# Squid jigging Kanaren - welche (meiner) Ruten ist am besten?



## Lionfish (29. April 2017)

Hallo,

hab mal ein paar Fragen zum Equipment für squid jigging.

Ich hab grad meinen Gran Canaria-Urlaub gebucht und fahre also Ende Mai hin, überwiegend zum angeln. Ich kenne Gran Canaria schon recht gut und weiß wo es dort die besten Angelplätze gibt. Die meisten Angelpätze sind an Felsküsten, mit zum Teil steil abfallenden felsig-sandigen Untergründen. Strand-Angeln ist überall ausdrücklich verboten. Es herrscht eine permanente starke Strömung. Tage mit starkem Wellengang wechseln sich mit eher ruhigen Tagen ab.

Eine Sache die ich sehr gern zum ersten Mal ausprobieren würde ist squid jigging. Dass ich dazu noch spezielle Jigs brauche ist klar, aber ich möchte mich nicht unbedingt mit einer extra gekauften squid jigging-Rute abschleppen.

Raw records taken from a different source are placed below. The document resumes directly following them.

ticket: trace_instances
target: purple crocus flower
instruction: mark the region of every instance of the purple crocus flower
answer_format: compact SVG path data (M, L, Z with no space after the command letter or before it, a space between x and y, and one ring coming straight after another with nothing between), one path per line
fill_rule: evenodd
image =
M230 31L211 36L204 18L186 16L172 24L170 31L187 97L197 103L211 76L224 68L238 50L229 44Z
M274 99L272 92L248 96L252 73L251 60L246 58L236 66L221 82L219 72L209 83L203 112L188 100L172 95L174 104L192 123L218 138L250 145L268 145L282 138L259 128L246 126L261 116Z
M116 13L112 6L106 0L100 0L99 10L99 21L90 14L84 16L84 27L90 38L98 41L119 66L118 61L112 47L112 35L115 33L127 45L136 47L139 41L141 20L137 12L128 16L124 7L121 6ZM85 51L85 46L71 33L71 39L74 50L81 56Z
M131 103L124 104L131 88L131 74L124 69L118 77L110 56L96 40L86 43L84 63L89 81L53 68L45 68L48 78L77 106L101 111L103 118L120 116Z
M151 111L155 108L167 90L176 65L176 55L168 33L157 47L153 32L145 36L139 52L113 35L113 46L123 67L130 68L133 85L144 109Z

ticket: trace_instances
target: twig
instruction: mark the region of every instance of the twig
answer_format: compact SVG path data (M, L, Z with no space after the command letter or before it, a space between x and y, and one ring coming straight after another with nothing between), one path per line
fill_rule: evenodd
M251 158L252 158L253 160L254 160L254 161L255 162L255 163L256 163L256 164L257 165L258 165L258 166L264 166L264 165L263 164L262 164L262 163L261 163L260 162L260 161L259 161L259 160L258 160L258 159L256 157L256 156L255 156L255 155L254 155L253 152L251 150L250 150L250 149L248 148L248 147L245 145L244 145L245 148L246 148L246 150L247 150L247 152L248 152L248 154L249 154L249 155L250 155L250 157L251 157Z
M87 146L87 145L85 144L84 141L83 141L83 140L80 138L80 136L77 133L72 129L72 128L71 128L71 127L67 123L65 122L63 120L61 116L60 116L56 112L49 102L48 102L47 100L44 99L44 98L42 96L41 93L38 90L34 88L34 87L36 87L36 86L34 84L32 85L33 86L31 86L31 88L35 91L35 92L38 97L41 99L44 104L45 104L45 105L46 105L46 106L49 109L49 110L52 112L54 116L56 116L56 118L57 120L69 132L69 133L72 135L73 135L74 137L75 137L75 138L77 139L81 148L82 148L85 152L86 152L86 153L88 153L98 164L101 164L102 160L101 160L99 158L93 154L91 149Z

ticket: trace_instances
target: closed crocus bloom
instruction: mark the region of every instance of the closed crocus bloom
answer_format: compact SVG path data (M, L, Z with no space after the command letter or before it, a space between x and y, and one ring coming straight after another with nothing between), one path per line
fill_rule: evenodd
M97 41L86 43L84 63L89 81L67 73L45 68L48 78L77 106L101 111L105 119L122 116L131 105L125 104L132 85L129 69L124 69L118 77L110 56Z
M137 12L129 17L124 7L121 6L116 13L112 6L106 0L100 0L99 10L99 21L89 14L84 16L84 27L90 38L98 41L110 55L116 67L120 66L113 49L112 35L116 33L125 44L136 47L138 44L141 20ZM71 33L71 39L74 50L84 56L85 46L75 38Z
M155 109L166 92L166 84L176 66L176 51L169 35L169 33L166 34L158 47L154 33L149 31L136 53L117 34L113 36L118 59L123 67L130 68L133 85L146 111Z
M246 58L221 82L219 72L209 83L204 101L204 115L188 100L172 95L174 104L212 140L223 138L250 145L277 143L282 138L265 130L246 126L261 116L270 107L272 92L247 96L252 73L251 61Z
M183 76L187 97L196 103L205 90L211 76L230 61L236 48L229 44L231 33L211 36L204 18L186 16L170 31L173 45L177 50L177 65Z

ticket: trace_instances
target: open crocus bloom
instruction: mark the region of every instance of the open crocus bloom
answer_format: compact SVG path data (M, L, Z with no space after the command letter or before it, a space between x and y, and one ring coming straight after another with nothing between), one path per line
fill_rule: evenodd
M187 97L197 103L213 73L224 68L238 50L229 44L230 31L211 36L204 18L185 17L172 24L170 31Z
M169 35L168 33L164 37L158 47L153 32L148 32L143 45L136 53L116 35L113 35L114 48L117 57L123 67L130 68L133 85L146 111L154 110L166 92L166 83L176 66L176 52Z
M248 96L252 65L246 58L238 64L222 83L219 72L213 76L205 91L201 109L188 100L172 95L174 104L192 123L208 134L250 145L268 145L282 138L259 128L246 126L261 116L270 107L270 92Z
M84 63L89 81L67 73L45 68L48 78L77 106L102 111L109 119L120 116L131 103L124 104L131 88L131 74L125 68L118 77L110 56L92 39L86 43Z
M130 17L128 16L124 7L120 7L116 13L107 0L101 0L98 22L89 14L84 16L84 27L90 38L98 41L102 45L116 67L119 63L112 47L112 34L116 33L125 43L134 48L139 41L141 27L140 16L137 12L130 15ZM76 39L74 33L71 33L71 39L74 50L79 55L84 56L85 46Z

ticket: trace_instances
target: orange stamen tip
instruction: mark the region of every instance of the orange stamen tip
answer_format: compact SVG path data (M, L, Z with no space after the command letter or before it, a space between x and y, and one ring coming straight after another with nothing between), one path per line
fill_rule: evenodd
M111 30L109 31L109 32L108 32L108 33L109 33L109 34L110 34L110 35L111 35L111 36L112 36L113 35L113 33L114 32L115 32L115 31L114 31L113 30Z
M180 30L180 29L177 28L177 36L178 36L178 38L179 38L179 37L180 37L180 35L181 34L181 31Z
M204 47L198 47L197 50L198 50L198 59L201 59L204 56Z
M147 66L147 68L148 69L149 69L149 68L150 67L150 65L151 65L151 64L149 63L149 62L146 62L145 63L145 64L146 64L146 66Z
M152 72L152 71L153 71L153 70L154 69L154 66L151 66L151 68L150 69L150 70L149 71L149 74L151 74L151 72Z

Also wäre die Frage an Leute hier die schon Erfahrung haben mit squid jigging: Welche der folgenden Ruten die ich bereits habe eignet sich am besten?

Zur Auswahl stehen: 

- Penn Squadron SAP1339586 2,70m (kommt eh mit, weil meine Haupt-Spinning-Rute)

- Sanger Pro-T Tele Travel Black 40 2,10m

- Sanger Spiro-Trout 390 RX-H 3,9m (hab irgendwo gelesen, dass sich zum squid jigging auch lange Forellenruten eignen)


Was davon eignet sich am besten? Squid jigging scheint ja eher ne Nische im Angelsport zu sein, offenbar gibts eh kaum extra dafür entwickelte Ruten.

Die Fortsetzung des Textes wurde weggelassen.